5 rare aircraft resting at new, larger hangar at Pima Air Museum


A new hangar at the Pima Air and Space Museum opens today for the public to view a new collection of rare aircraft.

The hangar, twice as large as the museum's other hangars at 42,000 square feet, will be the new home for five airplanes of various ages, speeds and designs.

The centerpiece of the new hangar's collection will be the PBM- 5A Mariner, said Dan Ryan, the museum's executive director. It's an amphibious aircraft used in World War II and the Korean War and is the only one left in the world, Ryan said. The others likely were destroyed or crashed in battle. This aircraft is on permanent loan to the museum from the National Air and Space Museum in Washington, D.C.
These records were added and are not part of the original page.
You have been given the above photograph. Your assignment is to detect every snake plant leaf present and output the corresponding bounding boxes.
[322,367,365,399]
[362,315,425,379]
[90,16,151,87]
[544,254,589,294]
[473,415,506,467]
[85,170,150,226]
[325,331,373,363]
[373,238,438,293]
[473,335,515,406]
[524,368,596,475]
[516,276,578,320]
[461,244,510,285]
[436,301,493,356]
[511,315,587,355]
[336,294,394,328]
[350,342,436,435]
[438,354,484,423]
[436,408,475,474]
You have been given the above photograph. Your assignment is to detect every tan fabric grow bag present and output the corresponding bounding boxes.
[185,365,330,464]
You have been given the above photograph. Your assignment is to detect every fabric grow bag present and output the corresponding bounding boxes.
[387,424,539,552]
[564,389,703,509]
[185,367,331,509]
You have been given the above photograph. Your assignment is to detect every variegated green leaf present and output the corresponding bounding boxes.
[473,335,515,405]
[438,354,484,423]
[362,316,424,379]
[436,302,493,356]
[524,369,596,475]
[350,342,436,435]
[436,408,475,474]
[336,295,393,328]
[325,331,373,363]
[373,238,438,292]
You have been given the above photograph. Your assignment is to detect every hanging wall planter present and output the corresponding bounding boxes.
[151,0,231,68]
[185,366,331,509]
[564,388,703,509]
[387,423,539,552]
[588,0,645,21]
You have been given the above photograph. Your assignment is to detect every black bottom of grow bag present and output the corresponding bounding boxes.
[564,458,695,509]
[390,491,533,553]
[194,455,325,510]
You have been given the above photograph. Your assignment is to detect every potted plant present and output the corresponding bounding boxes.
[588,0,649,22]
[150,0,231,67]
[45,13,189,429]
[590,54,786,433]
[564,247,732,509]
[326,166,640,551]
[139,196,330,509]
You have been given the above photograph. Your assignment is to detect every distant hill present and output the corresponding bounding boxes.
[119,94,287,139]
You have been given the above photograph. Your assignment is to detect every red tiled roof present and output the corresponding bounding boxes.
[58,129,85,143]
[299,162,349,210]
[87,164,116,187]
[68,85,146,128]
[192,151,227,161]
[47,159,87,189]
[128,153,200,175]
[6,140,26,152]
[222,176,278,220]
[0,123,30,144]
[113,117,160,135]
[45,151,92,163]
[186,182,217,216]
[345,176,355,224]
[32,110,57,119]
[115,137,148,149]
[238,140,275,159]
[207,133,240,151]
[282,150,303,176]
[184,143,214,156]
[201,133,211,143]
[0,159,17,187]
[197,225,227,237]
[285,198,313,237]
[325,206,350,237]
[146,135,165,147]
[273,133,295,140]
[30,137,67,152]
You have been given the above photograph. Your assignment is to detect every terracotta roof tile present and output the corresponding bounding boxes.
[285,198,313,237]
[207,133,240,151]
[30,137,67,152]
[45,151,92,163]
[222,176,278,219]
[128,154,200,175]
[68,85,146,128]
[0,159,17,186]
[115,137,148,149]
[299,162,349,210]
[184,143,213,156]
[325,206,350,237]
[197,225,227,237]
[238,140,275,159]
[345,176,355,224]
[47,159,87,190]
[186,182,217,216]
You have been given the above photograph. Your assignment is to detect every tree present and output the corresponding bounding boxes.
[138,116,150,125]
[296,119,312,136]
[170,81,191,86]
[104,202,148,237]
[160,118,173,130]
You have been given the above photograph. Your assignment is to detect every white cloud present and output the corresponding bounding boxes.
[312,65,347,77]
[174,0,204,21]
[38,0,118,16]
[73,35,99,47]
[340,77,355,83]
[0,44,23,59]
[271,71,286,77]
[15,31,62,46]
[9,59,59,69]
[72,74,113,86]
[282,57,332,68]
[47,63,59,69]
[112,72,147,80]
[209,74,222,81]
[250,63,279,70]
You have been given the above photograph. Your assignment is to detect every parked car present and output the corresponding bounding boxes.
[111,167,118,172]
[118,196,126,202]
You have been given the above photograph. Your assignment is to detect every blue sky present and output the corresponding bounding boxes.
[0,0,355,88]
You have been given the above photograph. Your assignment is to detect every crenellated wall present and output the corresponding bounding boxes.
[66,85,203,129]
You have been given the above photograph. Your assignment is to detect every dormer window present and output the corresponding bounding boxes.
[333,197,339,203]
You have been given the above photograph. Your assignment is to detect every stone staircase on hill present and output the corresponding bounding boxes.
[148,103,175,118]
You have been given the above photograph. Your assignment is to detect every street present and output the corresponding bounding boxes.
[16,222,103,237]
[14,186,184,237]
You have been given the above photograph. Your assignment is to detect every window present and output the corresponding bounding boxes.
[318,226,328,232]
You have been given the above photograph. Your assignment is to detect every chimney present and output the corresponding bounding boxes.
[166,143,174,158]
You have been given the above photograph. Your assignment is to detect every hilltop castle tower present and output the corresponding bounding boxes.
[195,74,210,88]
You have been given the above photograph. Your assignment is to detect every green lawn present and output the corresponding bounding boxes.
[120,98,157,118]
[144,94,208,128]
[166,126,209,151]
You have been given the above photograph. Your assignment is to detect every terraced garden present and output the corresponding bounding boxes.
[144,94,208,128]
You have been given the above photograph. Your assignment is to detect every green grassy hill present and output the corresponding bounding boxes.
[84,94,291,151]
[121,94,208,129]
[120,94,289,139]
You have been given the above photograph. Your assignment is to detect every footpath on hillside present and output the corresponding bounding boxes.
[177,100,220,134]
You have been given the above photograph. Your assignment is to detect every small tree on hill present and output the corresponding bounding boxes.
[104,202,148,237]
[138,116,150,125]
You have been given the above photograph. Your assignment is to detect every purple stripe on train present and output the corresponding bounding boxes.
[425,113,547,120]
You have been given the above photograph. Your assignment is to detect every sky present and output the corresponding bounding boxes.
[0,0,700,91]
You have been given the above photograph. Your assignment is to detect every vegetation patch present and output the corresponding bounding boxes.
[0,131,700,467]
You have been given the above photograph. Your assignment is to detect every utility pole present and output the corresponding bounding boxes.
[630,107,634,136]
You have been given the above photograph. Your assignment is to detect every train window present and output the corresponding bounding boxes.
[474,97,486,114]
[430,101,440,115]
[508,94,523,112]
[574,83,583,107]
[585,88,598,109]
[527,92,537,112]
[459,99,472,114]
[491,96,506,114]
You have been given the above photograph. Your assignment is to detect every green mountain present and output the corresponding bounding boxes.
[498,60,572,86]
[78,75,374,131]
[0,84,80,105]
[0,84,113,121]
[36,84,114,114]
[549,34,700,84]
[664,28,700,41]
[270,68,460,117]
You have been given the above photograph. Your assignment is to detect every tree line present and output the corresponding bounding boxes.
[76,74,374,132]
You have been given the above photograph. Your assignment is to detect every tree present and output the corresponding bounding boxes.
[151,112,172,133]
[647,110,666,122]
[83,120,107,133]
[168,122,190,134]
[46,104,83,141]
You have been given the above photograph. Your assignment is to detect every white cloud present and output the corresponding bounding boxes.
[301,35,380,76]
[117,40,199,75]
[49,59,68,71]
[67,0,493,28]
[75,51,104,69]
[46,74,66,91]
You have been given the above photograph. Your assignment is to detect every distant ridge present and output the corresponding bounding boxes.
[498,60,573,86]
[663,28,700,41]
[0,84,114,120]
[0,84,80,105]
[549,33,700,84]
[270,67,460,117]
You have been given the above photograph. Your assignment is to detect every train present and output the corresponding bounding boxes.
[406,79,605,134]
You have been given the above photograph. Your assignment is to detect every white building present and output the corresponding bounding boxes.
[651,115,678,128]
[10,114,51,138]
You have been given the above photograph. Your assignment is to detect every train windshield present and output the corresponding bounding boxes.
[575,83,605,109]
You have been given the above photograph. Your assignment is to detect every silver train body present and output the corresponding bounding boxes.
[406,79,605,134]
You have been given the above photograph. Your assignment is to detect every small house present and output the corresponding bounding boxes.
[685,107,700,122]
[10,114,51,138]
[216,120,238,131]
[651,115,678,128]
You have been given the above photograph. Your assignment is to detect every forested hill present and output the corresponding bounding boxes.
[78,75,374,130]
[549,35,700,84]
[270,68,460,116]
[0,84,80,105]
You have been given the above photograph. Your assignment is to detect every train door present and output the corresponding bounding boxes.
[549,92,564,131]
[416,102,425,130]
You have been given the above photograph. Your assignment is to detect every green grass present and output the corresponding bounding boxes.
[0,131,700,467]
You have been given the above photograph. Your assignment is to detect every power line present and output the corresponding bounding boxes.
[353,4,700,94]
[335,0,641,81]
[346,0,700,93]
Also included in the exhibit are the SR-71 Blackbird, one of the fastest jet planes ever made, and the test plane F-107 Ultra Sabre. Only one other F-107 exists in the world, Ryan said.

The B-18, a pre-World War II bomber, and the A-10 Warthog are among the other highlights in the new exhibit, Ryan said.

The hangar cost $3.8 million to build and was paid for by museum donations and a $1 million grant from Pima County, Ryan said. It's the museum's first new hangar in 12 years and took a year to build.

Other changes at the museum include redesigning the admissions area, relocating the gift store and moving the Arizona Aviation Hall of Fame to the new hangar, Ryan said. Famous Arizonans such as Sen. John McCain and former Sen. Barry Goldwater are inducted each year for their work in the growth of aviation.

The public can view the new airplanes at the museum, 6000 E. Valencia Road, from 9 a.m. to 5 p.m.

With the addition of the five planes, the museum's aircraft collection has grown to 300 airplanes that were flown during nearly every war involving the United States.